I know that mostly all I’ve blogged about has been running and gardening lately, and I apologize. But, since they are my two current obsessions, I don’t have a lot of other things pressing in my mind fueling interesting blog posts. So, you “get what you get and you don’t throw a fit”. After all, I am the co-boss of my blog.
I have shared that I’ve been “striving” to lose weight this year. The “after the holidays” step on the scale was BAD. According to the scales, I needed to lose 60 lbs. to achieve my “healthy weight” for my height. It was humbling. That and the fact that hubby (who had been losing for 6 months by now) was now only 50 lbs. heavier than me… well, that apparently was the motivation I needed. I started the Couch to 5K program, and I started eating healthier. Not dieting, per se, but counting calories. I’ve shared before that I use the “MyFitnessPal” app. I cannot say enough good things about it. First of all, its database of foods is awesome — I hardly ever type in a food that it can’t find. It has the ability to put in your own recipes and figure the calorie content, AND – get this – you can just SCAN a food label/barcode with your phone and it just plops the calorie information into your phone. WAY. COOL. Another thing I like about the app is the social side… you can have friends within the app, and it tracks everyone’s progress on your wall. Not the actual weight NUMBERS mind you (because we all know we don’t always want to share those!), but meeting daily goals, exercise, and # of pounds lost:
It also gives you a visual of your weight-loss progress. Forgive me, I am still not feeling “real” enough to not blur out the numbers.
I love the accountability of writing it all down. It really makes you stop and think, “Is it really worth it if I eat so-and-so?” The funny thing is, I am eating a lot less, but I don’t feel deprived. I’ve been eating a TON of yummy, healthy, fresh vegetables.
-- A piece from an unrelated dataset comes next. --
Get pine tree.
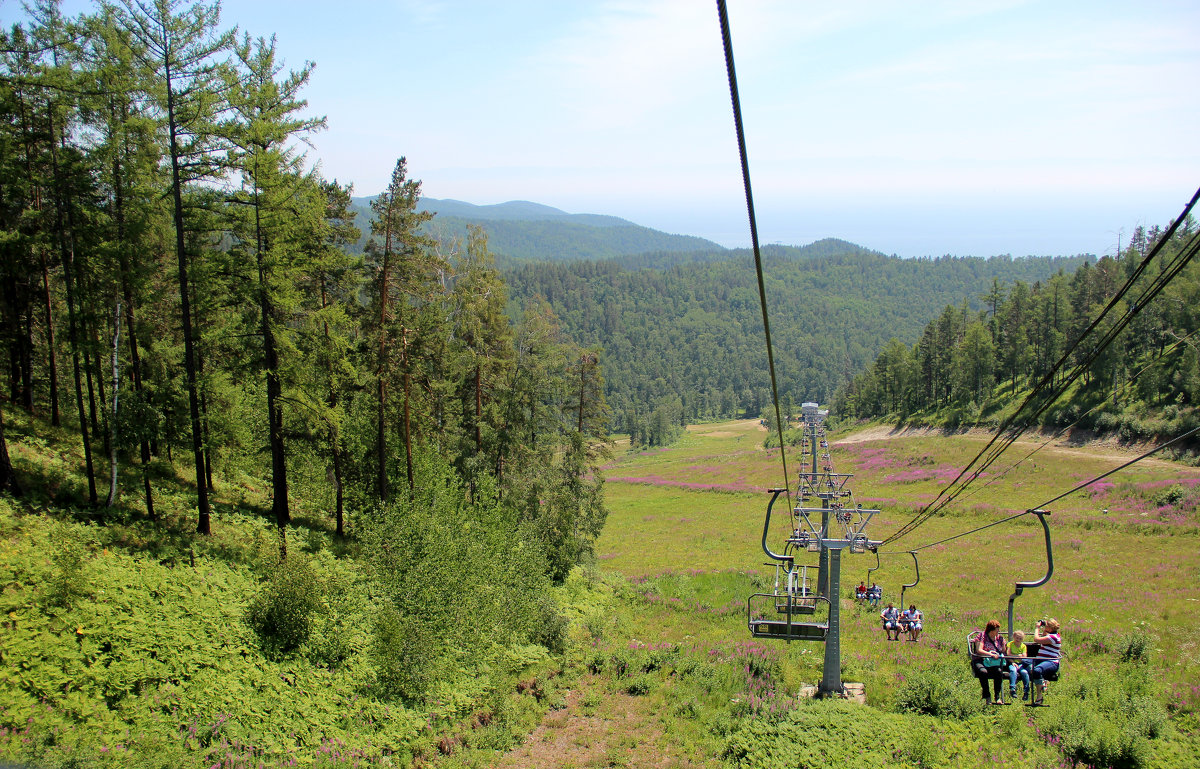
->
[226,35,324,530]
[116,0,233,534]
Roasted veggies are my new favorite food. I don’t even really miss the “bad” food – not that I deprive myself from the things I want now and then, I just eat them in moderation. When we do go out to eat and I tend to over-indulge, I don’t even enjoy it, and I usually feel terrible afterward. Not guilty, terrible, but just yucky, like in the pit of my tummy. It’s like my stomach has become accustomed to the more healthy way of eating, and it doesn’t like it when I deviate from this new norm.
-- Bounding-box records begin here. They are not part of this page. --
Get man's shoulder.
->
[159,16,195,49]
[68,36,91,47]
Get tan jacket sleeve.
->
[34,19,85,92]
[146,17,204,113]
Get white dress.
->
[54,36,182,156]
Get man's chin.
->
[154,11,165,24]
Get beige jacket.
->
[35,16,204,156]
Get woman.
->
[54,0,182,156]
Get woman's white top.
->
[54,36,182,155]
The other half of the weight loss equation is activity. Running (well, more appropriately, jogging) has become another norm in my life as of late. It’s definitely a love-hate relationship. I look forward to heading to the track and getting my run underway, but then I hate it the whole time I am running. I have constant conversations in my head trying to talk myself out of it, and on the flip side, to not give up and stick with it.
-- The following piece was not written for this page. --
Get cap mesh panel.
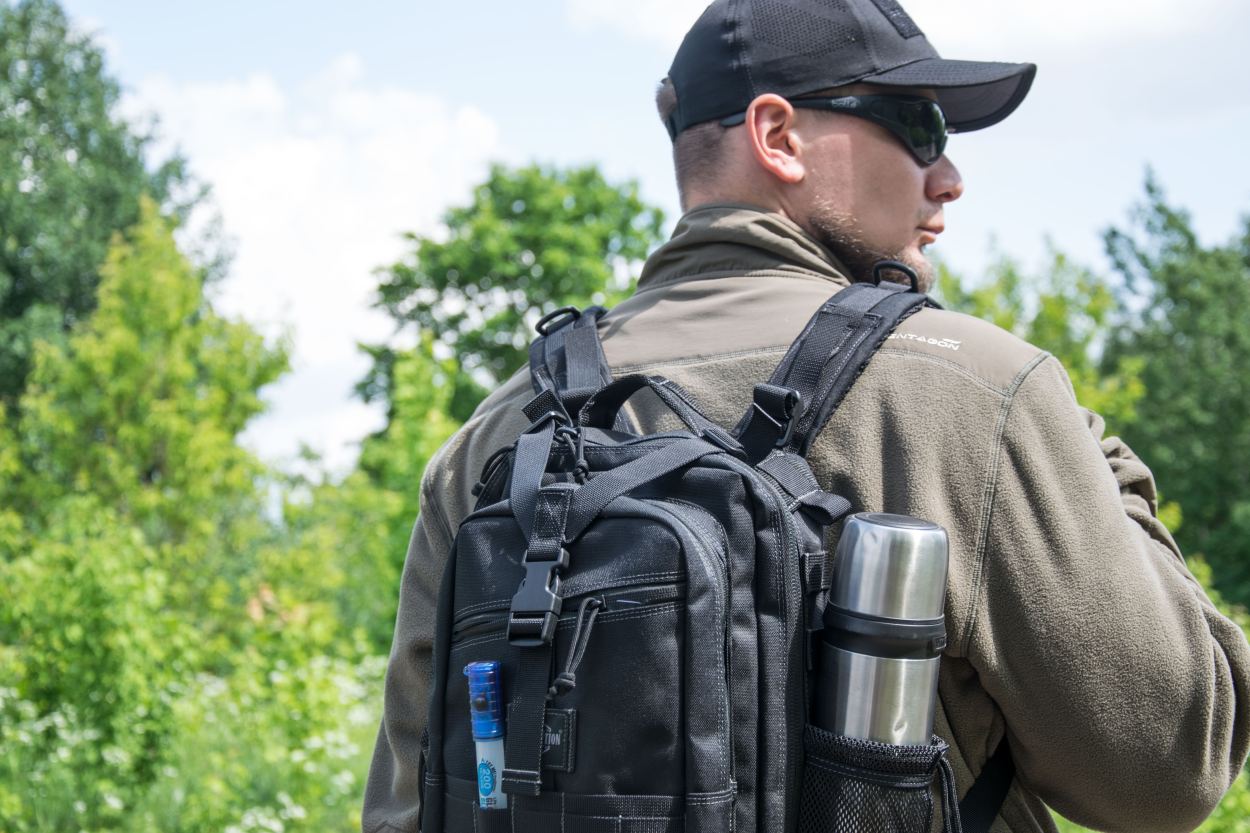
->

The other day, I went to the track with Papa Tutu. I had told him I wanted to run three miles straight, which I’ve done once before, but not often, and he agreed to run with me instead of us each doing our own thing. By the middle of the first lap, my head was already telling me I didn’t really want to do three miles. I made it through the first mile and lap 5, but on the 6th lap, I just had to slow down for a minute and walk. I kind of walked off and on during that second mile, apologizing to my husband, saying all kinds of ugly things to myself and aloud about being a quitter. He didn’t push or act negative at all, he just slowly jogged beside me and told me it was okay and was supportive. I told him to go on ahead, that I was holding him back too much, but he stuck with me. I finally pushed my way through the last mile, only walking one small stretch of the curve during one of the laps. I didn’t run the entire three miles, but I did finish them.
One tool I’ve come to love in this running game is another app, Endomondo (the free version). You run the program during your run, and it tracks everything for you. GPS, miles, calories, lap times, total times, even where your fastest jogging rate was. If you log in to their website, it will even show you on a map your run and where in your run your fastest km, mile, 5 km, etc was. It puts a cute little tortoise and hare by your fastest/slowest laps. Here was the day I beat my personal best for 1 mile:
It also gives you all sorts of info about your run:
Yesterday I bought a couple of t-shirts on sale from Old Navy. They were size “M”. And they FIT. I can’t remember the last time anything sized “medium” fit me. It was quite a silent happy dance moment. Since January, I have lost 20 pounds. I am 1/3 of the way toward my target “healthy” weight. My pants are beginning to feel a little loose, and that’s a good feeling. I have years of experience with the “ups and downs” of my weight. I feel though, that I’m just finally at that point. I am tired of feeling tired, lazy & unhealthy. I want to be fit, and have the energy to be able to keep up with my kids and hopefully someday my grandkids. I want to feel attractive, to lose the 6 year old “baby belly”, to not cringe when I step on the scale at the doctor’s office each year. I know it took me a long time to get to this point, and I don’t expect to lose it overnight. But I think I’m on my way, and that feels good. In the meantime, I’m enjoying my new healthy life… a change for the better.